Trump sieht sich nach Comeys Aussage vollständig rehabilitiert

Trump ist nach eigenen Worten bereit, unter Eid zur Affäre um die dubiosen Russland-Kontakte seines Wahlkampfteams auszusagen. Das soll Sonderermittler Robert Mueller klären. Der frühere FBI-Chef gab dem Verdacht weitere Nahrung, dass Trump sich in unzulässiger Weise in die Ermittlungen eingemischt haben könnte.

Entscheidende Frage: Behinderung der Justiz?

Demokraten sehen in der Formulierung dagegen den Vorwurf bestätigt, Trump habe sich der Einflussnahme auf die Justiz schuldig gemacht. Comey sagte vor dem Geheimdienstausschuss, er habe eine Äußerung Trumps ihm gegenüber als Anweisung verstanden, Ermittlungen zu Flynn einzustellen. Fazit des Trump-Lagers: Der Präsident hat eine weiße Weste und kann mit der politischer Agenda fortfahren - Comey ist der Übeltäter. "Aber die Antwort wird euch enttäuschen", rief er den Journalisten angriffslustig zu. Und ob das Fazit dann eine absichtsvolle Beteiligung Trumps an den unterstellten Machenschaften belegen wird, ist fraglich.

Trump gab eine gemeinsame Pressekonferenz mit dem rumänischen Staatspräsidenten Klaus Iohannis. Trump hat dies dementiert.

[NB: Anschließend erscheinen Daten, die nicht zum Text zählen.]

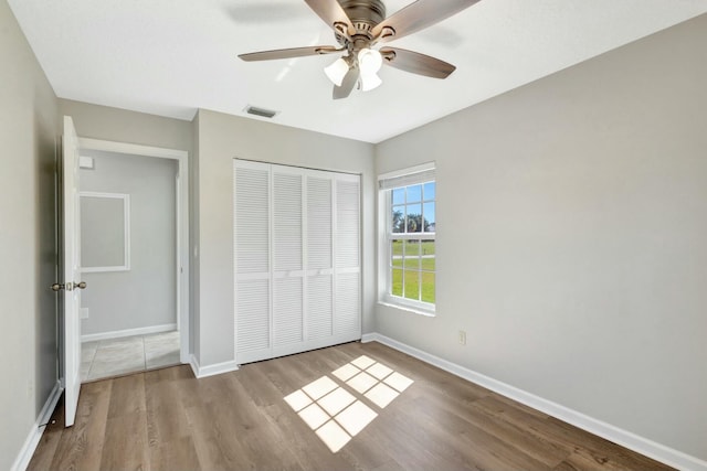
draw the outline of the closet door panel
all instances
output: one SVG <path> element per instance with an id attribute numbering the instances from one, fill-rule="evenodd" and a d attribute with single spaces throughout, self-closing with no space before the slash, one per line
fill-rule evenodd
<path id="1" fill-rule="evenodd" d="M 336 336 L 361 334 L 361 291 L 357 272 L 340 274 L 336 281 Z"/>
<path id="2" fill-rule="evenodd" d="M 236 361 L 360 339 L 360 178 L 236 160 Z"/>
<path id="3" fill-rule="evenodd" d="M 240 162 L 233 172 L 236 358 L 247 361 L 272 349 L 270 169 Z"/>
<path id="4" fill-rule="evenodd" d="M 331 179 L 307 178 L 307 269 L 331 269 Z"/>
<path id="5" fill-rule="evenodd" d="M 307 339 L 326 339 L 334 334 L 334 287 L 331 275 L 307 278 Z"/>
<path id="6" fill-rule="evenodd" d="M 270 272 L 270 172 L 238 167 L 235 173 L 235 272 Z"/>
<path id="7" fill-rule="evenodd" d="M 270 280 L 239 281 L 235 291 L 238 352 L 262 351 L 270 343 Z"/>
<path id="8" fill-rule="evenodd" d="M 274 270 L 302 270 L 302 175 L 273 172 Z"/>
<path id="9" fill-rule="evenodd" d="M 357 180 L 336 180 L 336 267 L 360 264 L 360 195 Z"/>

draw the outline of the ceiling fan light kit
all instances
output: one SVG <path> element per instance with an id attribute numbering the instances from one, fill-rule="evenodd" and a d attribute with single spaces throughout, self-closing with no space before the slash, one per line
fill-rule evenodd
<path id="1" fill-rule="evenodd" d="M 348 97 L 356 85 L 362 92 L 382 84 L 378 71 L 391 67 L 434 78 L 446 78 L 456 68 L 429 55 L 399 47 L 373 49 L 435 24 L 479 0 L 418 0 L 386 18 L 381 0 L 305 0 L 312 10 L 334 30 L 340 47 L 308 46 L 239 55 L 243 61 L 271 61 L 309 55 L 344 53 L 324 72 L 334 84 L 333 97 Z"/>
<path id="2" fill-rule="evenodd" d="M 349 64 L 342 57 L 337 58 L 331 65 L 324 68 L 324 73 L 337 87 L 341 86 L 347 72 L 349 72 Z"/>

Die wahrscheinlich größte Kontroverse seiner Karriere war sein Vorgehen gegen die demokratische Präsidentschaftskandidatin Hillary Clinton, die in ihrer Zeit als Innenministerin einen privaten Server für ihre Emails benutzt hatte. Deswegen "werden wir dieses Problem lösen - auch wenn es anstrengend wird". Dabei waren die Interpretationen der Aussagen Comeys oft recht unterschiedlich.

Auch die Russland-Affäre um eine Beeinflussung der Wahl 2016 sieht Trump für sich als abgeschlossen an.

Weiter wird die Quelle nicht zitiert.